Une étincelle d’hébreu : “Bé-Damayikh Hayyi” - Quand la Bible et Naomi Shemer éclairent notre quotidien, P. Lurçat
C’est le génie de la langue hébraïque de rester toujours jeune. Elle est, pourrait-on dire, la langue antique et jeune du peuple éternel, de retour sur sa terre retrouvée. Pour illustrer ce phénomène sui generis, j’ai choisi le texte d’une chanson de Naomi Shemer, qui résonne de manière tragique avec l’actualité terrible de ce matin. “Bé-Damayikh Hayyi” est une des dernières chansons écrites par la grande Naomi Shemer. Elle porte en titre le fameux verset du prophète Ezechiel – que chaque Juif connaît au moins pour l’avoir entendu lors de la cérémonie de la Brith Mila – “Vis dans ton sang”.
Ce verset, rappelle Avraham Zigman dans le très beau livre qu’il a consacré à l’œuvre de Naomi Shemer[1], est la parole adressée par Dieu, par la voix du prophète Ezechiel, à Jérusalem. “L’obligation de ‘vivre dans le sang’ n’a malheureusement pas changé depuis l’époque du prophète et jusqu’à nos jours, car l’histoire du peuple Juif baigne dans le sang”, écrit encore Zigman. C’est sans doute la raison pour laquelle les mots de la Bible nous sont tellement proches, ces jours-ci plus encore que d’habitude.
“Les mots antiques me donnent de la force, dans les voix anciennes je puise un réconfort” : c’est ainsi que Naomi Shemer décrit sa relation intime avec l’hébreu de la Bible, dans la chanson Bé-Damayikh Hayyi. On ne saurait mieux décrire ce que de nombreux Juifs en Israël et à travers le monde trouvent actuellement dans le Livre des Livres (Sefer ha-Sefarim), depuis le début de la guerre qui a commencé le jour de Simhat Torah, où nous avons repris la lecture du Livre de Berechit. Personnellement, la lecture de la section hebdomadaire de la Bible m’éclaire plus sur la guerre que bien des commentaires savants entendus à la radio, et je suis certain de ne pas être le seul dans ce cas.
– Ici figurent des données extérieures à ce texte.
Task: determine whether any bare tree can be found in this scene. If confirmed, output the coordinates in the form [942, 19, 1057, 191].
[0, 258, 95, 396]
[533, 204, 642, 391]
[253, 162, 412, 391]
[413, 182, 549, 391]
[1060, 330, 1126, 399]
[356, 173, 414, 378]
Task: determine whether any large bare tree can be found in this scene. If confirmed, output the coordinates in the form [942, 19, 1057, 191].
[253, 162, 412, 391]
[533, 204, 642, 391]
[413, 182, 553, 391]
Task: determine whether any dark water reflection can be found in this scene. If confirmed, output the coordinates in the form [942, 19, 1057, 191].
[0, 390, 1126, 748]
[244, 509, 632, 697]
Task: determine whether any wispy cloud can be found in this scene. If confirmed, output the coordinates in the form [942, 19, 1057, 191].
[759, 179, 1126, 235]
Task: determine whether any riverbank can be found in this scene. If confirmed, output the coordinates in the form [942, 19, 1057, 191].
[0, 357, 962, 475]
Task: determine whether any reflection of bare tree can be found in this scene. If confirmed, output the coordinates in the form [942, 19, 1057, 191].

La Bible n’est pas seulement le récit de notre histoire nationale et le trésor que nous avons légué à l’humanité (qui a encore tant de mal à le lire et à le comprendre). Elle est aussi le Livre dans lequel nous trouvons la clé des événements que nous vivons et aussi, avec l’aide de D., la capacité d’endurer les difficultés de notre histoire. “Et soudain, un arc-en-ciel apparaît au-dessus de ma tête, un éventail coloré se déploie, annonciateur de vie et d’espoir, de paix, de tranquillité et de Hessed”. Que les mots de Naomi Shemer nous donnent la force et la persévérance, et que D.ieu protège nos soldats, ramène nos captifs et console nos familles endeuillées !
P. Lurçat
[1] Midrash Naomi, Les sources juives de la poésie de Naomi Shemer, Yad Ben Tsvi 2009.